For many Colombians, the names “Timochenko” and “Mancuso,” are associated with the most violent episodes of the country’s half-century internal conflict, and one, that claimed the lives of 260,000 civilians. As commanders of two powerful armies, one a left-wing guerrilla, the other a paramilitary apparatus known as the United Self-Defense Forces of Colombia (AUC), the two men were also arch-enemies until their respective demobilizations. But their futures – not unlike their pasts – also took different turns, with Rodrigo Londoño of the Revolutionary Armed Forces of Colombia (FARC), walking a free man after securing a historic peace deal in 2016, while Salvatore Mancuso continues to serve a long prison sentence in a U.S Federal prison for drug trafficking.

On Thursday, however, the warlords crossed paths again, not on a battlefield but in the virtual realm of video conference before the Special Jurisdiction for Peace – JEP. Both Londoño and Mancuso expressed their willingness to contribute to the tribunal’s understanding of the context and motivation that resulted in human rights abuses. FARC’s Londoño, along with five other members of the guerrilla’s Secretariat, recently accepted a JEP ruling that they were responsible for War Crimes by mass kidnapping civilians and members of the military.

While ex-FARC leaders have been very much in the public eye during these last five years and are the representatives of the political party Comunes, when the AUC demobilized in 2005, many of the group’s top commanders, including Mancuso, were wanted in extradition to the U.S. Mancuso attended the video conference from a federal maximum security prison in Georgia where he is awaiting deportation to Colombia.
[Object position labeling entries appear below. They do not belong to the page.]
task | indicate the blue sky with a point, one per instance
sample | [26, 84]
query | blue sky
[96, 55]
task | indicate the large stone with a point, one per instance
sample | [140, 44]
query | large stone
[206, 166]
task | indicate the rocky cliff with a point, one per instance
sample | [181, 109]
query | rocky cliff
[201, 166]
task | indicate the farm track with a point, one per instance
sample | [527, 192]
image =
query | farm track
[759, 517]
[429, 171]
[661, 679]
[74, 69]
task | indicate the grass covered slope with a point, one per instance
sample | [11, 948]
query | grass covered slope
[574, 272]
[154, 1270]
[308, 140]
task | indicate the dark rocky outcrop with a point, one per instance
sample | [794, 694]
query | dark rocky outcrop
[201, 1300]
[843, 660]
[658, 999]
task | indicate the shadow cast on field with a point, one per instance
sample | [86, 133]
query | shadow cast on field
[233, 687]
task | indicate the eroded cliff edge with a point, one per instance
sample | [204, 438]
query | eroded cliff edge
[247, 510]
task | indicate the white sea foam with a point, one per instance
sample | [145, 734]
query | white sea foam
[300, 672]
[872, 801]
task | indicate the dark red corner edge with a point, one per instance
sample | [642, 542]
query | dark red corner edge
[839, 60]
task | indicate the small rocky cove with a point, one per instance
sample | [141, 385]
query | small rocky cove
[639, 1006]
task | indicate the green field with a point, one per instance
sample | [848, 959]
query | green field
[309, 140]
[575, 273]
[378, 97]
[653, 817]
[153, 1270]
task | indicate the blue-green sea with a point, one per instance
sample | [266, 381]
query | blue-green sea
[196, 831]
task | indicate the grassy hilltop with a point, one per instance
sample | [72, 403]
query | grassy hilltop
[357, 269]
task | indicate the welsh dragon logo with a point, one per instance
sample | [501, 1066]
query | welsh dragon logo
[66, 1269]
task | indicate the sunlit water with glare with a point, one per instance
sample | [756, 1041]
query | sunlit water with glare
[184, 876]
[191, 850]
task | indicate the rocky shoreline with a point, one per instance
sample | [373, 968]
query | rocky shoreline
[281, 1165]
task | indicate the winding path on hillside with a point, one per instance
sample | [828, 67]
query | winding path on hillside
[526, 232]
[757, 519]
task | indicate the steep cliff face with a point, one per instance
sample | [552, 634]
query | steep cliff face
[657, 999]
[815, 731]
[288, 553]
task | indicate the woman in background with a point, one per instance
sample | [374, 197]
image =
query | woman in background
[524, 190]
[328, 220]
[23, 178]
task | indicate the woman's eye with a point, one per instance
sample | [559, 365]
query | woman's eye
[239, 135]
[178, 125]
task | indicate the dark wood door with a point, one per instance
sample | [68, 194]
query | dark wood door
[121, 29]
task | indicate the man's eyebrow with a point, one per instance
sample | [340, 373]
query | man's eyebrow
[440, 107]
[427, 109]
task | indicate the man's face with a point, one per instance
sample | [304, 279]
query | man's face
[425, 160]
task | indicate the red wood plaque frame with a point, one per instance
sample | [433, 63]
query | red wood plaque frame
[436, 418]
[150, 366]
Mancuso holds both Italian and Colombian citizenships.

When the AUC’s founder Carlos Castaño was murdered by his own security detail in 2004, the government of right-wing President Álvaro Uribe announced the start of peace negotiations. At the height of the internal conflict, AUC had 10,000 combatants as opposed to 21,000 in the rank-and-file of FARC.

The once arch-enemies requested the virtual meeting with Francisco de Roux director of the Truth Clarification Commission. Londoño again recognized that his organization committed crimes against humanity and war crimes. “We have come to this space with the sincere desire to contribute to the truth and therefore be able to reconcile,” he said. “It is far from me to call for applause for the horrific events that were witnessd in war.”

The meeting Thursday lays-out the framework for future discussions between ex-FARC and the AUC that formally begin April 21.

Mancuso also placed importance on the fact that the two were able to meet online and talk “in a civilized manner in order to respond to the victims for all the atrocities committed.” Dressed in orange prison fatigues, the former AUC commander warmly greeted Londoño and stated that as civilians they were no longer “mortal enemies.”

Francisco de Roux welcomed the frank dialogue and received the two commanders “with respect and hope.” The Jesuit priest went on to add that “Colombians want to know the truth of what happened from the very voices of those who participated in the armed conflict. This is not a forum to glorify your roles as protagonists of war, but to accept the great debt you have with society,” he said.